Regular decorator functions is where my thinking was going also. My
first concern with that is that it would incur a performance penalty
with the functions being rewritten every time the module is loaded.
I.e. not once when the source file is compiled to a .pyc. This could
prove to be troublesome for large applications.

In any case, this approach won't work in python 3, where "useless" literals
are removed from the code object, so we don't have them to use in
a template-revision.

A template revision includes two things:
1) the accumulation and return of the accumulated values, and
2) the automatic protection of all literals against more quoting.
I think we could use a conventional (but exotic) decorator for 2, but not for 1.

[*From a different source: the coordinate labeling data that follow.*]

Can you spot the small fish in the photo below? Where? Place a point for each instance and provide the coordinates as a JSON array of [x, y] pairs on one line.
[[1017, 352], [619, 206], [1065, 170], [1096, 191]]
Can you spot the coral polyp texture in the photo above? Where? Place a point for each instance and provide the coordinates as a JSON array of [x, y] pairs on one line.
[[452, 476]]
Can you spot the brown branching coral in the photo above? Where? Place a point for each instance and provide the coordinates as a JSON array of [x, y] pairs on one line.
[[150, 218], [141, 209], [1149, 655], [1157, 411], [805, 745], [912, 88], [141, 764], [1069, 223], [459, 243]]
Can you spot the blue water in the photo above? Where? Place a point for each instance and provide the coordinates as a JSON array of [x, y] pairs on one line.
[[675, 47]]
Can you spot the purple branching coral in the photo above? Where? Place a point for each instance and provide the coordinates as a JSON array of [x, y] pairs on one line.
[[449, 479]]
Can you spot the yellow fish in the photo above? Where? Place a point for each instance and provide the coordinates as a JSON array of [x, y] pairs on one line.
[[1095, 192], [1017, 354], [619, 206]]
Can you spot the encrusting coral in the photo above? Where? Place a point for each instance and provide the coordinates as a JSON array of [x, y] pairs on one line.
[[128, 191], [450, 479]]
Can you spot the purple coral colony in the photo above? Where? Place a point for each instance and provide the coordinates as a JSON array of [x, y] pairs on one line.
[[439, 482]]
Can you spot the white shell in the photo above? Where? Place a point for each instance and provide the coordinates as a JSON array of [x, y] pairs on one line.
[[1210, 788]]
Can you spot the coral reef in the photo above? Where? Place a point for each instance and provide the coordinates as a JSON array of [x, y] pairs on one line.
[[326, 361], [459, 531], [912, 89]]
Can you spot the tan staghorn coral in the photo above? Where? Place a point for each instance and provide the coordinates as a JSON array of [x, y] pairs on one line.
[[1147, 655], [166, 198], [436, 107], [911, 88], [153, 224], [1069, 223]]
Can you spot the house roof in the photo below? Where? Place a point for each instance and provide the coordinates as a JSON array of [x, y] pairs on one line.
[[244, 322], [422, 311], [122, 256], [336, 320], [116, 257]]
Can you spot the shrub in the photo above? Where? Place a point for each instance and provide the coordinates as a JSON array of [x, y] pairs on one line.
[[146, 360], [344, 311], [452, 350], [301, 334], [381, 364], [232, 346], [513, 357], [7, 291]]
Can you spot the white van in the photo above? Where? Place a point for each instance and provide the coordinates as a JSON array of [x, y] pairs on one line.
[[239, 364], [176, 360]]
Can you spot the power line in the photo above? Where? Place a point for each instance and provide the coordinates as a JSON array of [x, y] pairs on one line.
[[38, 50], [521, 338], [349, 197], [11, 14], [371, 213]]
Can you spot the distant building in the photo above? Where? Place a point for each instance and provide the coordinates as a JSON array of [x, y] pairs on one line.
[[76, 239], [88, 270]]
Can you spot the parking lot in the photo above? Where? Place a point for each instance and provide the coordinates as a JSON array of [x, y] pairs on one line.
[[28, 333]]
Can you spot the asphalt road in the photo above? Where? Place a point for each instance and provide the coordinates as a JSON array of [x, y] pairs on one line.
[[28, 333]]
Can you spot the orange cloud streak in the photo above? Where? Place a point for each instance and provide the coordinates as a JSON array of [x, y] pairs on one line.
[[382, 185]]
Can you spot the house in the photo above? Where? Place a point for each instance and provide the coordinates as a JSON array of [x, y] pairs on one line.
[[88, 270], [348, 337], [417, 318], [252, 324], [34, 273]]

In this case, we would have:

@quotedxml
def f():
    s = 'already quoted'
    s += f('already quoted')
    return s

or perhaps

@quotedxml
def f():
    s = []
    s.append(f('already quoted'))
    return join_xml(s)




What if the decorator function was primarily a NOOP and just used to
identify which functions/methods qpy will templatize? I.e. if a
function/method is wrapped with a particular decorator from the qpy
module, then it gets templatized during compilation. The decorator
could also check to make sure that the function/method had indeed by
templatized and throw an exception if not.

That's basically the same as what I proposed at the start of this thread,
except that the "decorator" raises a SyntaxError if it is compiled by
the ordinary python compiler.

It is true that we could use a conventional decorator that just raises
an exception if it executes at all. In this case, the file with templates
would need to import those conventional decorators and make sure
that those names were never assigned any other values. If the decorators
did not execute as intended, you might not get a template compiled
as a non-template, and that would be very bad.

It seems better to be certain that you can't ever compile a file
with the wrong compiler.

Would this allow files to end in .py?

It seems better to know up-front which compiler is required.